Une histoire commune qui débute en karting sur le circuit d’Anneville-Ambourville. "Quand on était plus jeunes, on était très proches. On a commencé ensemble le kart, Pierre a fait ses premiers tours de roues avec moi ! A époque il jouait au foot et mon père lui a dit arrête le football t’es bien meilleur en kart ! " se souvient Esteban Ocon l’air amusé.  

Leur premier entraîneur, Didier Blot, savoure avec fierté le chemin parcouru par ses 2 protégés.

"C’est vraiment un truc incroyable ! Déjà c’est incroyable d’avoir entraîné 2 pilotes qui vont en Formule 1 ! Mais 2 pilotes qui se retrouvent dans une écurie française juste à côté de chez nous c’est improbable, ça tient du miracle !"

Lors de notre tournage à Enstone nous avons fait visionner à Esteban Ocon un message de Didier Blot lui remémorant quelques souvenirs. Son ex-entraîneur lui rappelait son abnégation en toutes circonstances, notamment lorsqu’il était le seul à rouler en karting sous la neige.

"C’est beaucoup d’émotions de le voir me dire ça.

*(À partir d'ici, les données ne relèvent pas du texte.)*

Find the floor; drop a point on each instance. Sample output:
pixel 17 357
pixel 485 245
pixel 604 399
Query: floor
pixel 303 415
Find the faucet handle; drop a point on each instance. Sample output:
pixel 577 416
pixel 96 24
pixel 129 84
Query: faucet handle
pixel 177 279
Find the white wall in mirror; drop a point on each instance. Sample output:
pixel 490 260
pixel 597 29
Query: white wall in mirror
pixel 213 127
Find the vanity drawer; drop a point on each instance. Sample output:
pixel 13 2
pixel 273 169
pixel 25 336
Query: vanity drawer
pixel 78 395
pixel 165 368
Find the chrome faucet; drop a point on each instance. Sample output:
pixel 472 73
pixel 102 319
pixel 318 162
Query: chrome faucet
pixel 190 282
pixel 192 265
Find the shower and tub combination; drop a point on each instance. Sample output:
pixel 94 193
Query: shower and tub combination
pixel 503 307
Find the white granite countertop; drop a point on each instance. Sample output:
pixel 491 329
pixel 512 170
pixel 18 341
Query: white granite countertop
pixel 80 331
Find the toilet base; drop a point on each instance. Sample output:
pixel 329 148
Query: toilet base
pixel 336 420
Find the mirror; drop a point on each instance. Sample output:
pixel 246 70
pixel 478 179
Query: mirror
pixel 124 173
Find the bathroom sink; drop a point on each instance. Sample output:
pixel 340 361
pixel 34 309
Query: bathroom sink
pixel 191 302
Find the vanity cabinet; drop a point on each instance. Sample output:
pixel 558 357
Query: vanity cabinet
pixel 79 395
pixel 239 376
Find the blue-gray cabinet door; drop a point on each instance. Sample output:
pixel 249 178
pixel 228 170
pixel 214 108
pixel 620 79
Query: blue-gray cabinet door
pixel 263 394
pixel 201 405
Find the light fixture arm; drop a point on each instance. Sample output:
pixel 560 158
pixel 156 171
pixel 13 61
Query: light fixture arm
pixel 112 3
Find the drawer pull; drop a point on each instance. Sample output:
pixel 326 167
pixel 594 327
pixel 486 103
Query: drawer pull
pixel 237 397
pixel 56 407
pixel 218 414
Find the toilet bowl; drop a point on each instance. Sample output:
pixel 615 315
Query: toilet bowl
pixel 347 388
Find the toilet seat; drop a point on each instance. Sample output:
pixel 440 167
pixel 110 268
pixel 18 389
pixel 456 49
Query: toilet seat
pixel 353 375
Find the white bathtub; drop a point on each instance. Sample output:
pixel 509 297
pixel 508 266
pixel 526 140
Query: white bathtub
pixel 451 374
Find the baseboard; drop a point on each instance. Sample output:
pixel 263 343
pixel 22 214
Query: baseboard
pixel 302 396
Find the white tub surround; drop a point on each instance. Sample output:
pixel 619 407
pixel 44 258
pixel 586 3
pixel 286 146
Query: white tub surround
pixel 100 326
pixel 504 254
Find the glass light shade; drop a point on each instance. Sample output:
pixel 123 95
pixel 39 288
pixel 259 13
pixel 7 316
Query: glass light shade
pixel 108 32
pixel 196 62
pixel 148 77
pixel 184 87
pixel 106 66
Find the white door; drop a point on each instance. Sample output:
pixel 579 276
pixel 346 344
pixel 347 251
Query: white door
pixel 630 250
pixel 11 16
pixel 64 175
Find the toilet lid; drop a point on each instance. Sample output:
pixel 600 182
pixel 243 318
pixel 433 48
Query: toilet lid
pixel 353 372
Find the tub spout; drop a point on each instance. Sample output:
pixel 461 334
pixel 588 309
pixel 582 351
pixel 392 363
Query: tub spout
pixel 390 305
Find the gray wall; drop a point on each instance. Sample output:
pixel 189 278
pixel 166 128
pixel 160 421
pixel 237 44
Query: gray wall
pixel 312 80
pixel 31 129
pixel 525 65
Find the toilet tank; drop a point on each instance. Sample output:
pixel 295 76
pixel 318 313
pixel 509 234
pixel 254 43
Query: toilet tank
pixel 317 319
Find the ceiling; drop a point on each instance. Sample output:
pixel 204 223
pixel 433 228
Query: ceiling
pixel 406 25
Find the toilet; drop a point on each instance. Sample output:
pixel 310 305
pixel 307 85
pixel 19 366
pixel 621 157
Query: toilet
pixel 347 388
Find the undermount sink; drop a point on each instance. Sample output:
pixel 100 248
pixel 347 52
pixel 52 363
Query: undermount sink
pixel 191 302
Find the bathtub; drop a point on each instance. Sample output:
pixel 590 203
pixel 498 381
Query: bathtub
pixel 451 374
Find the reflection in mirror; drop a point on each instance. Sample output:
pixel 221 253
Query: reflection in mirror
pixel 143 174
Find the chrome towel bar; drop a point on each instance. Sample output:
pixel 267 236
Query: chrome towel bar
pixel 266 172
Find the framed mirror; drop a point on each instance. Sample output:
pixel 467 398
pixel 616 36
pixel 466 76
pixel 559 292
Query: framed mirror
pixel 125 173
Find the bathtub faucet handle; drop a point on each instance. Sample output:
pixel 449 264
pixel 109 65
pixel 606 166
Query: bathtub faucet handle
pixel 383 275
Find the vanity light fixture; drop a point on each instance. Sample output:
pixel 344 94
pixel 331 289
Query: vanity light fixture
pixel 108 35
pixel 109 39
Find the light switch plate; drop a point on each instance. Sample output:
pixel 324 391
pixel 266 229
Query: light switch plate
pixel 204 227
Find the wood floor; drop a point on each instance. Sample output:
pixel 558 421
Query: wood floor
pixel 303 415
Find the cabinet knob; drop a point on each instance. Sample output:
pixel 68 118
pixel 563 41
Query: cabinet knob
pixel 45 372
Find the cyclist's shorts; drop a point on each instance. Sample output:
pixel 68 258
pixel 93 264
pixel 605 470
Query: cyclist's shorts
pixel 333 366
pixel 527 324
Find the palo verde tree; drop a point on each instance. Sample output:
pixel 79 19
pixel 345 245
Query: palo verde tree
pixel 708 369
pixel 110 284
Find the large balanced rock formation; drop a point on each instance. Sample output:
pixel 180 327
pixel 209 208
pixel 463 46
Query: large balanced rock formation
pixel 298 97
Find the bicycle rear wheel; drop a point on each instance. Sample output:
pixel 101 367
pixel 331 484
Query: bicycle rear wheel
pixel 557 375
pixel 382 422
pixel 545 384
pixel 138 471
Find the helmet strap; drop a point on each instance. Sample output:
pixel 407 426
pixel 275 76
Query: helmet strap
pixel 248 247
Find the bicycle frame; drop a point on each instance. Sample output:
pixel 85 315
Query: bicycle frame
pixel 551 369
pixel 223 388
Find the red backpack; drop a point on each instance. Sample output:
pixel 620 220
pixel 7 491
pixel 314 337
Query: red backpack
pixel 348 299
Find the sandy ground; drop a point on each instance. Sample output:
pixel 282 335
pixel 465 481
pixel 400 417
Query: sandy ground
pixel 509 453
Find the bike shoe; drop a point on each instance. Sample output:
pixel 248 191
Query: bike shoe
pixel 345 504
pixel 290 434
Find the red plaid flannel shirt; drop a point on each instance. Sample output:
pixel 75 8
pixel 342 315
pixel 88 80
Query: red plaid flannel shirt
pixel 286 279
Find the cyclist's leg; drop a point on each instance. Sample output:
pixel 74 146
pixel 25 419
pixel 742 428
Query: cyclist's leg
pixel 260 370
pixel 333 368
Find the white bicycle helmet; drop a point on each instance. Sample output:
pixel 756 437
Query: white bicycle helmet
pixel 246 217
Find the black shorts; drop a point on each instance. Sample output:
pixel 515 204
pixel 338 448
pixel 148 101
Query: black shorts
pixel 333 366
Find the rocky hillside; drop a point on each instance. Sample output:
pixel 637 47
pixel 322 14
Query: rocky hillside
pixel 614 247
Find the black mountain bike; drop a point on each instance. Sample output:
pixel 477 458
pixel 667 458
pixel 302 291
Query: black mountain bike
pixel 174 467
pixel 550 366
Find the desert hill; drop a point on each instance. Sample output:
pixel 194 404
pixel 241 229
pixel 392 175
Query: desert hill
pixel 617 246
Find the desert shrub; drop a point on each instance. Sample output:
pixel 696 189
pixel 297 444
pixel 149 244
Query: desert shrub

Je me rappelle de tous ces entraînements sur les petites pistes, il était là à chaque fois…quand il neigeait ou qu’il pleuvait... nous on sortait, alors que les autres enfants restaient à l’abri pour ne pas salir le kart…nous on y allait avec les gants et la combinaison de ski et même si ça piquait après, on revenait avec les mains bleues mais au moins on progressait. On a fait du chemin depuis mais on se rappelle toujours d’où on vient !"

Se souvenir des efforts et des sacrifices pour atteindre les sommets. En route Ocon et Gasly ont pris leur distance dans ce milieu hyper concurrentiel. On disait les 2 prodiges en froid, mais l’heure est désormais aux retrouvailles sous les couleurs d’Alpine.

 Ils savent tous les deux que tout le monde attend de voir s’ils vont s’entendre. Et s’il ne s’entendent pas, les perdants ce seront eux. A eux de montrer qu’à 26 ans ils ont grandi et qu’ils sont dans une phase de maturité qui va les faire passer de pilotes rapides à pilotes d’une écurie potentiellement championne du monde ! 

Laurent Rossi, PDG d'Alpine

"On a beaucoup de respect l’un pour l’autre et moi j’ai hâte de pouvoir collaborer de nouveau avec lui. Je pense que ça va être une super histoire qu’on va pouvoir écrire ensemble avec l’équipe" conclut Ocon.

Alpine s’est donné 100 Grand Prix pour prétendre au titre suprême. A l’horizon 2025 une écurie totalement française pourrait trôner sur la F1.